Humans aren’t humans without addiction. It’s the reason we’re always on the search for better living standards, which gave birth to the word “progress”: this makes life look “hard”, because we perpetually have to work. Intriguingly, Nature, by adding a ‘ruthless motor’, i.e addiction, at the center of our brain –a highly connected web– within the Limbic System, and giving it access to our Prefrontal Cortex, made us animals that incessantly “ruminate thoughts” (=thinking) ending up powerfully memorizing them, until they come in handy as pleasure later on (=invention). Moreover, because our memory is nearly permanent, we are able connect ideas in various ways (=analysis/creativity), the quality that permitted us to reach the present level of easy lives.

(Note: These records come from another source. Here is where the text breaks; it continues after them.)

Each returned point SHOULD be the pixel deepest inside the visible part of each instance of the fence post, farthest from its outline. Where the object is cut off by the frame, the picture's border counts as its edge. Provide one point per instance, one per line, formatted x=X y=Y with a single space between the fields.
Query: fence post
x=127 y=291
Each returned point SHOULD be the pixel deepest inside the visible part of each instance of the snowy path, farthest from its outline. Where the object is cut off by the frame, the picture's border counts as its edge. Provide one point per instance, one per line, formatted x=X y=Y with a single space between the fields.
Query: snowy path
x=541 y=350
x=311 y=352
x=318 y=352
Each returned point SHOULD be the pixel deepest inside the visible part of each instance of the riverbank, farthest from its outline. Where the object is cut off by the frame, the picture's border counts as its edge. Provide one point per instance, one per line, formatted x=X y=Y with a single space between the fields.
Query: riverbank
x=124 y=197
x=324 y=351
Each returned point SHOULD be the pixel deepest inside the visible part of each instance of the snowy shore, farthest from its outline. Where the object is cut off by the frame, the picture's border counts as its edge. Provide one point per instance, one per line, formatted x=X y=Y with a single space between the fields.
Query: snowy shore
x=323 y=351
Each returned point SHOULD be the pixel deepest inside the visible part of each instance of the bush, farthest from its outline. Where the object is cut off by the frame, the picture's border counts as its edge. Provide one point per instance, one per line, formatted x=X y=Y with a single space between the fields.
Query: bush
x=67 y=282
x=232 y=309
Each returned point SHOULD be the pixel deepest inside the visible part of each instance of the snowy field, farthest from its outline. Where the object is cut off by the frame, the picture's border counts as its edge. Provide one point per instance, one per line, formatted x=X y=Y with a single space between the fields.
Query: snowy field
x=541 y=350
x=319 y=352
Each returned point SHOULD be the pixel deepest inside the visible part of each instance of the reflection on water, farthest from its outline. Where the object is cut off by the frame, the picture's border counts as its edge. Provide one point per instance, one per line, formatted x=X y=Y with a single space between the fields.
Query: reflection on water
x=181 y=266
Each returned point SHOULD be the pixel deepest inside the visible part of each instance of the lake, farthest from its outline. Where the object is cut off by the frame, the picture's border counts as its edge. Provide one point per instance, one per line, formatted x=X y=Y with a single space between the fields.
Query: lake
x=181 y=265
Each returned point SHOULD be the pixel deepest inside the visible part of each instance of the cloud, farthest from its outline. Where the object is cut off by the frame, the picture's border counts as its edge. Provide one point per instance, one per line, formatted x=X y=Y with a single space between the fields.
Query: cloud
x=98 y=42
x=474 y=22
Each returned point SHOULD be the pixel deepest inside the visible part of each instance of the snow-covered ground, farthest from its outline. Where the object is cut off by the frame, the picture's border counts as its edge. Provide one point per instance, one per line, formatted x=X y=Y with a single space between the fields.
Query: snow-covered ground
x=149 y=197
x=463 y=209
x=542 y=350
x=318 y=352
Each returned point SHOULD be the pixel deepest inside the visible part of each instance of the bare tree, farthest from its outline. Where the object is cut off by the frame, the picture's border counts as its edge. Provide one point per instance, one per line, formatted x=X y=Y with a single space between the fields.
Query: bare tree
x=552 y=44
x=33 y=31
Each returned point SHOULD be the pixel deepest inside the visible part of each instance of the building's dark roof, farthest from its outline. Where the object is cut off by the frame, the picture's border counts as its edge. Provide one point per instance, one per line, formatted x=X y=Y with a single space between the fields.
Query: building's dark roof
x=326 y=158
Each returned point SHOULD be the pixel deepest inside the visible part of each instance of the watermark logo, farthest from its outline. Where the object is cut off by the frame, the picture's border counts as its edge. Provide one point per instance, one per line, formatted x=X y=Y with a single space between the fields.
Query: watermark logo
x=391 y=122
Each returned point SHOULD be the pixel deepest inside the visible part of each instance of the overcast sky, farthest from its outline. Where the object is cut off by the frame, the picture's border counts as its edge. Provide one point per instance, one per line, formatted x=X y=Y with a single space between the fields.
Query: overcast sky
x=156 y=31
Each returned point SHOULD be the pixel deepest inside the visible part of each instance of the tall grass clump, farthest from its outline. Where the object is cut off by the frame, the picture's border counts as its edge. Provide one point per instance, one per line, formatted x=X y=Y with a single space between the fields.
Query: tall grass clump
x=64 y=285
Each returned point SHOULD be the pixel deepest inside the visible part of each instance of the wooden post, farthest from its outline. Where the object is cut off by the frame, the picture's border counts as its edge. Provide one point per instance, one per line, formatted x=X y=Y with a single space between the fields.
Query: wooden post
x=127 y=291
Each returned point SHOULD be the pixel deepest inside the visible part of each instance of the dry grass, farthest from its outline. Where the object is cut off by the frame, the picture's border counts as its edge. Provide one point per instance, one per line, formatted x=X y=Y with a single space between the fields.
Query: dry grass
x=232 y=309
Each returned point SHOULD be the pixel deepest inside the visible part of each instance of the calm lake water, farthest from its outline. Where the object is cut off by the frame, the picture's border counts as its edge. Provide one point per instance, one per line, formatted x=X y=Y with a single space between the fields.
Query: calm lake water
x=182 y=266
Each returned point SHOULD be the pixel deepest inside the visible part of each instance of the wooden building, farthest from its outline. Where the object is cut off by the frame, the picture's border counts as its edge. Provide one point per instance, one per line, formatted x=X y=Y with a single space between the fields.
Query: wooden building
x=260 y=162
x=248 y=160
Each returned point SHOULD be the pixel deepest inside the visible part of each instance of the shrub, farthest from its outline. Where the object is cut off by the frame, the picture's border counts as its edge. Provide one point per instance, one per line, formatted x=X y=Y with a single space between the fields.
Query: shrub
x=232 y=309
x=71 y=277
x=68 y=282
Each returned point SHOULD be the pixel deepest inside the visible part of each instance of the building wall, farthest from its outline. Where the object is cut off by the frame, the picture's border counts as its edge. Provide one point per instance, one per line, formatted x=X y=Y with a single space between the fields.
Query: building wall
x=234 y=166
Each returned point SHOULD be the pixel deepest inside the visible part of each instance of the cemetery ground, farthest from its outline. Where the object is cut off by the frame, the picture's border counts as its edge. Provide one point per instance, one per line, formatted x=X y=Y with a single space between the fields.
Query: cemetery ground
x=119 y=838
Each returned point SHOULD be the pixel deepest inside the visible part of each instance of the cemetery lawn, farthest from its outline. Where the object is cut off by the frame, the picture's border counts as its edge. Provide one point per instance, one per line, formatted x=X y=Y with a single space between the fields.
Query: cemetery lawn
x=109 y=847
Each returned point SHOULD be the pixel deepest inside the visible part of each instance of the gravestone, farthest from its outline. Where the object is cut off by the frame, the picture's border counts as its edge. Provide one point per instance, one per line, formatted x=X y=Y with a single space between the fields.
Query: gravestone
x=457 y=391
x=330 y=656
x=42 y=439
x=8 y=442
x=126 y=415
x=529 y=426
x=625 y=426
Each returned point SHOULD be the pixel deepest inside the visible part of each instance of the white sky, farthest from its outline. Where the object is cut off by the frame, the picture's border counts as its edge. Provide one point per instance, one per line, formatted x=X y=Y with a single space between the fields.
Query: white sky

To make sense of the examples, the more the pleasurable act was intense, the more we sought to repeat it to benefit more; but if it was complex, the burden increases, demotivating you to invest, favoring easy tasks: it’s therefore simple for a creepy man to exploit demure women to reach orgasm, and simply gratifying for girls to date f*ck boys, notoriously powerful, giving them fake authority and the allusion that their “mission” ended successfully. Additionally, because progress is favored in the same environment, intrusive ideologies may threaten people’s work to attain their longed for pleasure. That’s why doing controversial activities (e.g LGBTQ pride marches, provocative clothes) may enrage disapproving people which, conversely, satisfies the doer, retaliating due to lifelong oppression.

Ultimately, drugs, extremely simple to use with ecstatic effects, excites the addiction motor... But for literally nothing, easily exhausting our brains until death, resulting in the tragic ‘addiction’ we know today. This makes addiction both good and bad, meriting the oxymoron “good bad”.